2	Network Working Group               P. Resnick
3	INTERNET-DRAFT                      A. Walker
4	To-obsolete RFCs: 1523, 1563        December 1995
5	Category: Informational             

7	                 The text/enriched MIME Content-type

9	Status of this Memo

11	This document is an Internet-Draft. Internet-Drafts are working
12	documents of the Internet Engineering Task Force (IETF), its areas,
13	and its working groups. Note that other groups may also distribute
14	working documents as Internet-Drafts.

16	Internet-Drafts are draft documents valid for a maximum of six
17	months and may be updated, replaced, or obsoleted by other documents
18	at any time. It is inappropriate to use Internet-Drafts as reference
19	material or to cite them other than as "work in progress."

21	To learn the current status of any Internet-Draft, please check the
22	"1id-abstracts.txt" listing contained in the Internet-Drafts Shadow
23	Directories on ftp.is.co.za (Africa), nic.nordu.net (Europe),
24	munnari.oz.au (Pacific Rim), ds.internic.net (US East Coast), or
25	ftp.isi.edu (US West Coast).

27	Abstract

29	MIME [RFC-1521] defines a format and general framework for the
30	representation of a wide variety of data types in Internet mail.
31	This document defines one particular type of MIME data, the
32	text/enriched MIME type. The text/enriched MIME type is intended to
33	facilitate the wider interoperation of simple enriched text across a
34	wide variety of hardware and software platforms. This document is
35	only a minor revision to the text/enriched MIME type that was first
36	described in [RFC-1523] and [RFC-1563], and is only intended to be
37	used in the short term until other MIME types for text formatting in
38	Internet mail are developed and deployed.

40	The text/enriched MIME type

42	In order to promote the wider interoperability of simple formatted
43	text, this document defines an extremely simple subtype of the MIME
44	content-type "text", the "text/enriched" subtype. The content-type
45	line for this type may have one optional parameter, the "charset"
46	parameter, with the same values permitted for the "text/plain" MIME
47	content-type.

49	The text/enriched subtype was designed to meet the following
50	criteria:

52	  1. The syntax must be extremely simple to parse, so that even
53	     teletype-oriented mail systems can easily strip away the
54	     formatting information and leave only the readable text.

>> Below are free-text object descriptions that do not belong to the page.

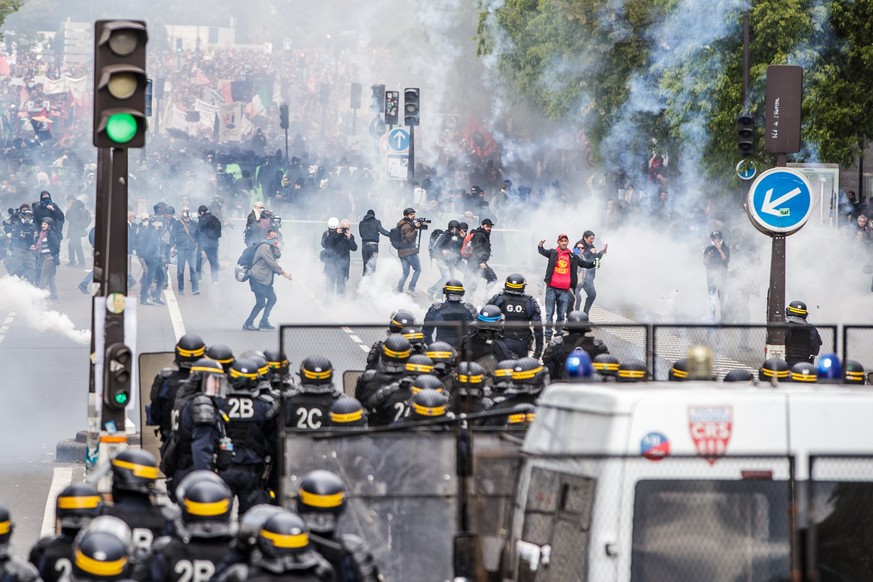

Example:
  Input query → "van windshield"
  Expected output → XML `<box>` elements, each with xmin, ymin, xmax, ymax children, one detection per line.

<box><xmin>632</xmin><ymin>480</ymin><xmax>791</xmax><ymax>581</ymax></box>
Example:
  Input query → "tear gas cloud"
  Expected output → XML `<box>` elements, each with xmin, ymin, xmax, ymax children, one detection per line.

<box><xmin>0</xmin><ymin>276</ymin><xmax>90</xmax><ymax>343</ymax></box>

56	  2. The syntax must be extensible to allow for new formatting
57	     commands that are deemed essential for some application.

59	  3. If the character set in use is ASCII or an 8- bit ASCII
60	     superset, then the raw form of the data must be readable enough
61	     to be largely unobjectionable in the event that it is displayed
62	     on the screen of the user of a non-MIME-conformant mail reader.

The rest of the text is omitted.